Entre os registros analisados estão áudios e mensagens que mencionariam repasses financeiros. Um dos trechos recuperados pela perícia faz referência a um pedido de R$ 80 mil, valor que, segundo o interlocutor, seria dividido entre lideranças religiosas com o objetivo de estimular apoio político. Também foram identificadas mensagens que indicariam orientação para divulgação da campanha de David Almeida nas redes sociais da igreja.

Para os investigadores, o material encontrado sugere negociações financeiras para mobilizar pastores e obreiros em favor da candidatura do prefeito.

Reação de Amom Mandel

As conclusões da perícia repercutiram entre lideranças políticas que já haviam levantado suspeitas durante o período eleitoral. O deputado federal Amom Mandel afirmou que os novos elementos reforçam denúncias feitas por ele durante a campanha municipal.

“A igreja deveria ser um lugar de fé, não de negociação política. Usar o nome de Deus e a estrutura de igrejas para comprar apoio eleitoral é uma afronta não só à democracia, mas à própria fé de milhares de cristãos em Manaus”, declarou o parlamentar.

Segundo Amom, a perícia da PF confirma indícios que já haviam sido denunciados publicamente durante o processo eleitoral.

“A Polícia Federal agora confirma aquilo que denunciamos durante a campanha: houve tentativa de transformar igrejas em palanques pagos. Isso precisa ser investigado até as últimas consequências.”

Episódio durante a campanha

Durante o período eleitoral de 2024, Amom Mandel relatou ter flagrado uma suposta ação de compra de votos no bairro São José I, na Zona Leste de Manaus. Na ocasião, o deputado afirmou ter dado voz de prisão a pessoas que estariam distribuindo dinheiro em espécie para eleitores.

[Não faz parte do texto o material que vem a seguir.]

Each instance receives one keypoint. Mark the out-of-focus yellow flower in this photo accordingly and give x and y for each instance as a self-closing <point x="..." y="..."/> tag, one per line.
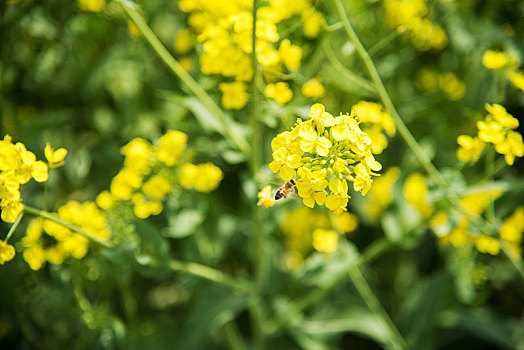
<point x="7" y="252"/>
<point x="170" y="146"/>
<point x="511" y="232"/>
<point x="105" y="200"/>
<point x="55" y="158"/>
<point x="234" y="95"/>
<point x="134" y="31"/>
<point x="183" y="41"/>
<point x="499" y="60"/>
<point x="92" y="5"/>
<point x="313" y="88"/>
<point x="265" y="197"/>
<point x="144" y="208"/>
<point x="325" y="241"/>
<point x="517" y="79"/>
<point x="86" y="216"/>
<point x="186" y="63"/>
<point x="470" y="148"/>
<point x="280" y="92"/>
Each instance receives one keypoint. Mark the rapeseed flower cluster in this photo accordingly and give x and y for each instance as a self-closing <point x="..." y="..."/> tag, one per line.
<point x="150" y="172"/>
<point x="507" y="62"/>
<point x="497" y="128"/>
<point x="326" y="153"/>
<point x="225" y="31"/>
<point x="17" y="166"/>
<point x="429" y="80"/>
<point x="306" y="230"/>
<point x="48" y="241"/>
<point x="411" y="17"/>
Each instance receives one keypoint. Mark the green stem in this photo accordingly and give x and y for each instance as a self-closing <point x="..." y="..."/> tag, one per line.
<point x="210" y="274"/>
<point x="517" y="263"/>
<point x="54" y="218"/>
<point x="233" y="336"/>
<point x="233" y="137"/>
<point x="386" y="100"/>
<point x="489" y="171"/>
<point x="371" y="253"/>
<point x="395" y="338"/>
<point x="383" y="42"/>
<point x="257" y="313"/>
<point x="339" y="67"/>
<point x="13" y="227"/>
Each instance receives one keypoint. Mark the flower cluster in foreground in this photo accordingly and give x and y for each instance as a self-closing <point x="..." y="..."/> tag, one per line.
<point x="150" y="170"/>
<point x="59" y="242"/>
<point x="507" y="62"/>
<point x="17" y="167"/>
<point x="497" y="128"/>
<point x="326" y="153"/>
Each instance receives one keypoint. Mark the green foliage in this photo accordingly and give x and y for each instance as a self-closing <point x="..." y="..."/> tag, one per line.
<point x="211" y="271"/>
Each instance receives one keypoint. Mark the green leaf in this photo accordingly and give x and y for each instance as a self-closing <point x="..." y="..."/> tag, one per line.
<point x="184" y="224"/>
<point x="418" y="321"/>
<point x="214" y="306"/>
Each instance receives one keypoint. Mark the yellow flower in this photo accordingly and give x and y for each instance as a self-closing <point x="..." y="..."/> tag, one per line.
<point x="54" y="158"/>
<point x="137" y="153"/>
<point x="325" y="241"/>
<point x="338" y="199"/>
<point x="511" y="232"/>
<point x="170" y="146"/>
<point x="280" y="92"/>
<point x="285" y="163"/>
<point x="345" y="222"/>
<point x="470" y="148"/>
<point x="265" y="197"/>
<point x="92" y="5"/>
<point x="157" y="187"/>
<point x="313" y="88"/>
<point x="105" y="200"/>
<point x="234" y="95"/>
<point x="311" y="187"/>
<point x="498" y="60"/>
<point x="144" y="208"/>
<point x="452" y="86"/>
<point x="183" y="41"/>
<point x="311" y="142"/>
<point x="7" y="252"/>
<point x="34" y="256"/>
<point x="517" y="79"/>
<point x="511" y="147"/>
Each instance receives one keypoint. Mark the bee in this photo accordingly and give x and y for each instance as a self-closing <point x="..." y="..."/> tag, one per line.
<point x="286" y="189"/>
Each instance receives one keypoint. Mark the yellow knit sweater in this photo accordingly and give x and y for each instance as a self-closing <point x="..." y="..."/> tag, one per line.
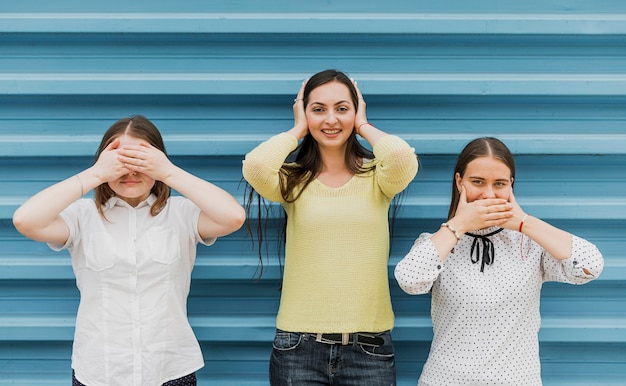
<point x="337" y="242"/>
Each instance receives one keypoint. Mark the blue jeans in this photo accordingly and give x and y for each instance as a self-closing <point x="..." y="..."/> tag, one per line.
<point x="298" y="360"/>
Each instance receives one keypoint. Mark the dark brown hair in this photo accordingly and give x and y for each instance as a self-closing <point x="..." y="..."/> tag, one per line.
<point x="139" y="127"/>
<point x="480" y="147"/>
<point x="305" y="163"/>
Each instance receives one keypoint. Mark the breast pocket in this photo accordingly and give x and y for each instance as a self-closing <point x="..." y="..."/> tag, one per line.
<point x="163" y="245"/>
<point x="100" y="252"/>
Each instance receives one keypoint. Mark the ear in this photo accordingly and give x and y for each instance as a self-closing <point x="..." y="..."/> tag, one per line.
<point x="457" y="179"/>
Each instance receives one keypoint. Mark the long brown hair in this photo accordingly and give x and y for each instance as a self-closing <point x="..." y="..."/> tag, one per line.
<point x="479" y="147"/>
<point x="304" y="163"/>
<point x="302" y="167"/>
<point x="140" y="127"/>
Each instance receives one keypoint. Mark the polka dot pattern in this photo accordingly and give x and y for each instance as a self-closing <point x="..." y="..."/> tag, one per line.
<point x="486" y="324"/>
<point x="187" y="380"/>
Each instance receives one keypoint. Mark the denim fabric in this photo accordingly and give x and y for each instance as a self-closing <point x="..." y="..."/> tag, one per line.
<point x="298" y="360"/>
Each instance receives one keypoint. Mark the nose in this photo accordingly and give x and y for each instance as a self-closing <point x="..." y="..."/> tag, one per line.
<point x="331" y="117"/>
<point x="488" y="192"/>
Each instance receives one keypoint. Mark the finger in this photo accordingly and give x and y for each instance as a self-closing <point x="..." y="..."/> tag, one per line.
<point x="113" y="145"/>
<point x="300" y="95"/>
<point x="463" y="195"/>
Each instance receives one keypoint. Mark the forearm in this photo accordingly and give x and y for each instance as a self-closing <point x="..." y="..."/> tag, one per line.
<point x="38" y="218"/>
<point x="557" y="242"/>
<point x="370" y="133"/>
<point x="261" y="166"/>
<point x="221" y="214"/>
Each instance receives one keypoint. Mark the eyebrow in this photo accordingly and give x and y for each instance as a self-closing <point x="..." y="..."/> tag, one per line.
<point x="497" y="179"/>
<point x="323" y="104"/>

Segundo o parlamentar, a abordagem gerou reação violenta por parte de envolvidos no episódio.

“Tentaram me agredir mais de uma vez, jogaram a moto em mim, outro tentou me dar um soco e ainda jogaram meu celular para longe”, relatou Amom à época.

A Polícia Federal foi acionada e o episódio passou a integrar o conjunto de investigações sobre possíveis crimes eleitorais na capital amazonense.

Investigação segue em andamento

Para o deputado, os novos elementos apresentados pela perícia indicam que o caso precisa ser aprofundado pelas autoridades.

“Quando se usa dinheiro para mobilizar pastores e igrejas em campanha, não estamos falando apenas de crime eleitoral. Estamos falando de desrespeito à fé do povo. Existe a suspeita de um esquema envolvendo dinheiro, manipulação política e uso indevido de estruturas religiosas para influenciar o voto da população”, afirmou.

O inquérito da Polícia Federal continua em andamento e deverá avaliar a extensão dos fatos apontados no laudo pericial.

Com informações de assessoria e reportagem da Rede Amazônica.